While much of Washington was enthralled by Benghazi e-mails and the IRS scandal, House Republicans began quietly planning their strategy for the next showdown over the debt limit, now thought to be at least four months away.

At a two-hour listening session Wednesday afternoon in the basement of the Capitol, rank-and-file lawmakers offered suggestions for handling an event that, in 2011, blew their approval ratings to smithereens.

The good news: This time around, most GOP lawmakers agree that they probably should not block a debt-limit increase, halt Treasury borrowing and let the government default on its obligations. According to GOP aides who attended the meeting, the “hell no” caucus appears to be radically diminished.

The bad news for President Obama: Republicans will demand some kind of prize for voting to raise the debt limit, preferably some policy that serves to reduce the debt. They say they will not simply roll over again, as they did in January when they voted without much fuss to suspend enforcement of the debt limit through this weekend.

“It’s pretty clear we’re not going to do that. That one, I can guarantee you,” House Budget Committee Chairman Paul Ryan (R-Wis.) said as he left the meeting, en route to the swearing-in on the House floor of former South Carolina governor Mark Sanford (R), who won a special election for a House seat last week.

But what should they ask for?
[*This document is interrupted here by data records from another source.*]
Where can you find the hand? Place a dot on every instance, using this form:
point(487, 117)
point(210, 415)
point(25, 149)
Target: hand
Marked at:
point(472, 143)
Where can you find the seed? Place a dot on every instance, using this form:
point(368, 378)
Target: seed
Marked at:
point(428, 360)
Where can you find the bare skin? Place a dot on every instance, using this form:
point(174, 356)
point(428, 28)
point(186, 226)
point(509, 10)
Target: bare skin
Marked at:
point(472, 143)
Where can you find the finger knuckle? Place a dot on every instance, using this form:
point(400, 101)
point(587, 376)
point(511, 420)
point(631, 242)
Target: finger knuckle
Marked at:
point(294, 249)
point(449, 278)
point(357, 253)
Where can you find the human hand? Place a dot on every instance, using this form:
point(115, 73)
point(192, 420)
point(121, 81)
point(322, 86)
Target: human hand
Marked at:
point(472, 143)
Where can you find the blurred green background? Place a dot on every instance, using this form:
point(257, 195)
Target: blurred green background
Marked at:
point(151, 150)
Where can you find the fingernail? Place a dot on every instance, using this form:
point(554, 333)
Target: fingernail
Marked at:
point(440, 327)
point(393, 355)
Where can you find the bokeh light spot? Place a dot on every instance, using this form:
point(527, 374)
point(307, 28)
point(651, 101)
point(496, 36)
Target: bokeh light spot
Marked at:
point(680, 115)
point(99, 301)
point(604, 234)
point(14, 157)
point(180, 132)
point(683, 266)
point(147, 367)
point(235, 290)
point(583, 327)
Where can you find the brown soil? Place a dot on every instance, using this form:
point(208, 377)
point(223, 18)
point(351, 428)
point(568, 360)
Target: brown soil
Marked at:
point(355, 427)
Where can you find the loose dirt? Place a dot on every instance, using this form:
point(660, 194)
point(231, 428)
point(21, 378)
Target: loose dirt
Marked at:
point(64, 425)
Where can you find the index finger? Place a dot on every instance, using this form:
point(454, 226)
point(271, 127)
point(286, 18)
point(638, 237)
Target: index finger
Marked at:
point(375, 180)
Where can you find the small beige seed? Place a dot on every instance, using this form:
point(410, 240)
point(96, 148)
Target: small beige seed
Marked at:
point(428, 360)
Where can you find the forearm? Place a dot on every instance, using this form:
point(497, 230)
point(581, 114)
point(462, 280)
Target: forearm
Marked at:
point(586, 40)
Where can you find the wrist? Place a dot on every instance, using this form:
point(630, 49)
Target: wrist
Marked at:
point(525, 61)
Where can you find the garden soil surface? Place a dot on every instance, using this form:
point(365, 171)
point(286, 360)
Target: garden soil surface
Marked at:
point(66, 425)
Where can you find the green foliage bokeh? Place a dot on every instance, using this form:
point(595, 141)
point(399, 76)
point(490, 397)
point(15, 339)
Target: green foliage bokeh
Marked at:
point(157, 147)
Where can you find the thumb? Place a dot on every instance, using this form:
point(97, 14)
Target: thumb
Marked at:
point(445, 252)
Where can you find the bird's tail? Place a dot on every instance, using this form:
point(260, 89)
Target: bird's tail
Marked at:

On that, Republicans are all over the map. With the budget deficit falling far faster than anyone expected, House leaders have backed off their insistence that any debt-limit increase be paired with budget cuts of equal value. Now, it seems, the sky’s the limit.
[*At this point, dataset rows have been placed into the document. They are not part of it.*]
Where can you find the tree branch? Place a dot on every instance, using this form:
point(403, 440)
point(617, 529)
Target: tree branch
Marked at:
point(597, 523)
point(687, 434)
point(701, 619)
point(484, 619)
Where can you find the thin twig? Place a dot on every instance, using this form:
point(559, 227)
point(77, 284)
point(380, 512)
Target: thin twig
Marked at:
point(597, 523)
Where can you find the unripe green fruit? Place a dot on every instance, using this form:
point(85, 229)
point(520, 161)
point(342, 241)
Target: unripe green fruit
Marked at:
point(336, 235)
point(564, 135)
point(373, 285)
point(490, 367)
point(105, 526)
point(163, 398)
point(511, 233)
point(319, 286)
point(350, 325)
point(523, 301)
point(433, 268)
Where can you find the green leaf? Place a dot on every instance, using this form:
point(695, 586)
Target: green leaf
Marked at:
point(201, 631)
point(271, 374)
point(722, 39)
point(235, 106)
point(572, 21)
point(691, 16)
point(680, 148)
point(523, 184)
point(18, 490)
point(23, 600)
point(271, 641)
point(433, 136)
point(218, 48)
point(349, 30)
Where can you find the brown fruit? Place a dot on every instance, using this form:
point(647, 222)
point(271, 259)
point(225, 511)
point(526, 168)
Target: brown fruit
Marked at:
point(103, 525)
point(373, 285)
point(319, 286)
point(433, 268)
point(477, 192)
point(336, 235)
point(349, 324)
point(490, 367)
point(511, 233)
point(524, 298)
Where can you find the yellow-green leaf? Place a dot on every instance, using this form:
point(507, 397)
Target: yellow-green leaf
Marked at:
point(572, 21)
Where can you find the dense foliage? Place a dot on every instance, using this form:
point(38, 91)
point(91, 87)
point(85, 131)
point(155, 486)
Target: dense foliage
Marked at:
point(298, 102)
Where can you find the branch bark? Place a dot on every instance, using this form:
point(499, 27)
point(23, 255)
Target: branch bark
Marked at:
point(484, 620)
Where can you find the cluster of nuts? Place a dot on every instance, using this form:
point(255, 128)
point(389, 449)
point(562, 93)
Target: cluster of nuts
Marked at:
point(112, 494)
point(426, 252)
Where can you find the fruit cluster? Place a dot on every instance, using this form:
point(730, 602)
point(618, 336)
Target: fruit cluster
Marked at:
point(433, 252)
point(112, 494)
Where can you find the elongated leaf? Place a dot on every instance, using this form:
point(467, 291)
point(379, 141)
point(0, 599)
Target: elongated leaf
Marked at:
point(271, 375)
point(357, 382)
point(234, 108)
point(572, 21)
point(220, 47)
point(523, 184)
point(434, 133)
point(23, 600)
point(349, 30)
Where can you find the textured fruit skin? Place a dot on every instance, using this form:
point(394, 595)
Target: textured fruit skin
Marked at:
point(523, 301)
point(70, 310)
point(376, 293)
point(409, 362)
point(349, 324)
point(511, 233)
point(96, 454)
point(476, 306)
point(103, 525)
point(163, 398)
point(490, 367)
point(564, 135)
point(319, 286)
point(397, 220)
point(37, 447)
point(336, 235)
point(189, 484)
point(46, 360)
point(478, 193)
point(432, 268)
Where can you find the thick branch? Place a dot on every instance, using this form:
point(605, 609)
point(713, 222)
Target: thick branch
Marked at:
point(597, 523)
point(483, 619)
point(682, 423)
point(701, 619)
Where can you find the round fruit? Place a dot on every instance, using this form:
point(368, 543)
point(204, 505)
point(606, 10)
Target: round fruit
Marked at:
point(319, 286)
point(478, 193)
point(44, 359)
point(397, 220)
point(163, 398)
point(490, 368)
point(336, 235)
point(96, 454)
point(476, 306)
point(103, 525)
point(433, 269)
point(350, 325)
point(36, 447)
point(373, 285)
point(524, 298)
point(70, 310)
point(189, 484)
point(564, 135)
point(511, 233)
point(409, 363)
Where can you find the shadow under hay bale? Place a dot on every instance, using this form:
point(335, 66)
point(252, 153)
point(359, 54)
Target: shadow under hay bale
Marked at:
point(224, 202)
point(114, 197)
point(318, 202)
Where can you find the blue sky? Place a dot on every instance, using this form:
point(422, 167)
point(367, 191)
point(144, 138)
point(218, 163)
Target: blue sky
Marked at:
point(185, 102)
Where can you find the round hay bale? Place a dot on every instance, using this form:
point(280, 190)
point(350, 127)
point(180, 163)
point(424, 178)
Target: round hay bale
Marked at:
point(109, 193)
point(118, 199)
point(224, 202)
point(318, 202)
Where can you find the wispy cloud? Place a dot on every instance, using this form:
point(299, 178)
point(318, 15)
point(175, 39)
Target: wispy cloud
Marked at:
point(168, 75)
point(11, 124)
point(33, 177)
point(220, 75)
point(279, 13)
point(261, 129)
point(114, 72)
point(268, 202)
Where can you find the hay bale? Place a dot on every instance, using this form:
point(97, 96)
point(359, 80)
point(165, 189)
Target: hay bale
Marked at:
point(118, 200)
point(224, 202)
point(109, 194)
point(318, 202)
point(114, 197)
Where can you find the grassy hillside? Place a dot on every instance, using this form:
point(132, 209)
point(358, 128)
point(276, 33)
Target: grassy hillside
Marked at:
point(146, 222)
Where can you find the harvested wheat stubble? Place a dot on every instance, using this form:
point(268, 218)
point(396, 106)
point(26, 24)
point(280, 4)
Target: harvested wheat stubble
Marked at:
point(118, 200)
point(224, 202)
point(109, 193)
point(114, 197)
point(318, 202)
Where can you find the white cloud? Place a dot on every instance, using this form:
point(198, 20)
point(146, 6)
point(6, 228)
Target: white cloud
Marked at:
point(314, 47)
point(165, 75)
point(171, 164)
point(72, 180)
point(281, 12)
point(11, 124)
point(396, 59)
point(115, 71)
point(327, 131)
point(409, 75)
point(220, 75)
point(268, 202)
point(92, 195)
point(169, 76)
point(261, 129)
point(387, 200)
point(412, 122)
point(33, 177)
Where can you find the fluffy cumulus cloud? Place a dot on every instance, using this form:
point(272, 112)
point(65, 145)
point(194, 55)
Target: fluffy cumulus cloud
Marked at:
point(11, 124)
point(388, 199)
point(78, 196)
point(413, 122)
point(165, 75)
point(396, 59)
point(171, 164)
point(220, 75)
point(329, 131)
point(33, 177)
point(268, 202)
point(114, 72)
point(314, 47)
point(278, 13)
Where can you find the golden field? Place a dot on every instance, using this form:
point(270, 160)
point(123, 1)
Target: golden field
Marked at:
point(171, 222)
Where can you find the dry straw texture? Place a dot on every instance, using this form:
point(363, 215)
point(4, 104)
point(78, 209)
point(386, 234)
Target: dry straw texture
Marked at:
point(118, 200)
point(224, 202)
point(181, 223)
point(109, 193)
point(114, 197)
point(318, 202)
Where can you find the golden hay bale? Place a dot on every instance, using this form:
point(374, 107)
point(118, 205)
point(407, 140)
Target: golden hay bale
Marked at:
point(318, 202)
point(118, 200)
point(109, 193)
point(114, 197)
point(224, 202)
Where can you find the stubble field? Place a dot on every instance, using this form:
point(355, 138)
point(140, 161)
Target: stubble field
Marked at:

At the meeting, 39 lawmakers lined up at microphones to offer suggestions. They ranged from tax and entitlement reform to approval of the Keystone XL pipeline to passage of a bill that would require congressional approval for any federal regulation that would impose more than $100 million in new costs on business.
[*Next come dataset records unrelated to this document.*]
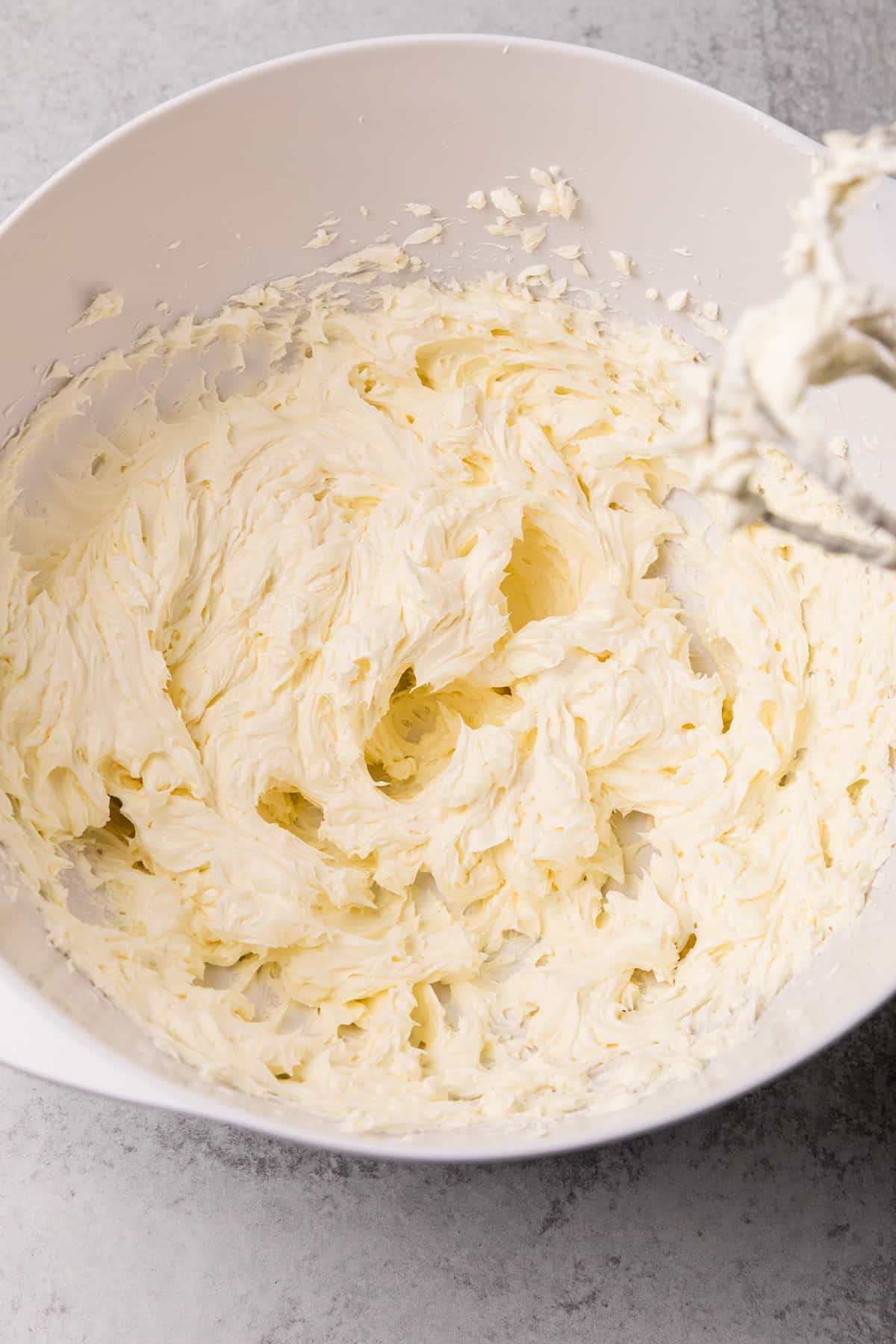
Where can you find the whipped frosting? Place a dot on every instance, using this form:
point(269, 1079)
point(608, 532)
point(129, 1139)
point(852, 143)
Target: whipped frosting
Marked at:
point(394, 737)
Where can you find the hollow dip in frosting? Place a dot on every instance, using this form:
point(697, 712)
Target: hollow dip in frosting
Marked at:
point(425, 765)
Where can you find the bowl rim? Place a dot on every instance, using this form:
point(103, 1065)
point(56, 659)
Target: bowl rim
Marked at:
point(491, 1147)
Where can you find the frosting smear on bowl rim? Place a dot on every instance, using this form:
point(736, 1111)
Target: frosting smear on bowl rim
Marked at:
point(388, 737)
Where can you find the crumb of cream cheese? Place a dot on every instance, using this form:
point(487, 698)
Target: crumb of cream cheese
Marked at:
point(101, 308)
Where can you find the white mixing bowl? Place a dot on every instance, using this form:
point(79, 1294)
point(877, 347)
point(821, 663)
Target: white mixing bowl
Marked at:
point(240, 174)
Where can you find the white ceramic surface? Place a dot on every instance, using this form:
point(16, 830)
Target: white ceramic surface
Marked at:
point(240, 174)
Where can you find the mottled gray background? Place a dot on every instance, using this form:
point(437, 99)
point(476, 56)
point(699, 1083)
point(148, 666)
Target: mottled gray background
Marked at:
point(771, 1221)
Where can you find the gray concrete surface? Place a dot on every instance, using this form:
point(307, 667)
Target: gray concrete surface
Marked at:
point(771, 1221)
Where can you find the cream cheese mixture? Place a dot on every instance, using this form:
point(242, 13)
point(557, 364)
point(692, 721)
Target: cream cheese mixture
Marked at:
point(426, 764)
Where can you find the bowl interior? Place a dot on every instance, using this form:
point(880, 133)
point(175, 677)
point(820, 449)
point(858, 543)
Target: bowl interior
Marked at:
point(222, 188)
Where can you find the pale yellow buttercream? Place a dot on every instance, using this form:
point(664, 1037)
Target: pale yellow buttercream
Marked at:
point(429, 768)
At least one person wanted to take on late-term abortion in the wake of the murder conviction of Philadelphia doctor Kermit Gosnell. Others suggested repeal or delay of Obama’s health-care initiative. But for the most part, lawmakers tried to be “realistic,” aides said, suggesting measures that could reasonably be expected to both improve the economy and pass the Democratic-controlled Senate.

The meeting produced no decisions, either about policy or about the length of any debt-limit increase. Aides said another date-certain suspension — rather than a higher limit — remains a possibility.

Another open question: When should the House act? Aides predicted that House leaders would settle on a strategy and push a bill through before the August recess, before real negotiations with Democrats begin sometime after Labor Day.

“We’re not hurrying this. We’re not going to rush it. We’re going to listen to members. This is the day when you sit down with a yellow pad and pencil and start listing the pros and cons,” said Rep. Jeff Duncan (R-S.C.). “But we’re very serious about finding something that could get 233 Republican votes and pass the House.”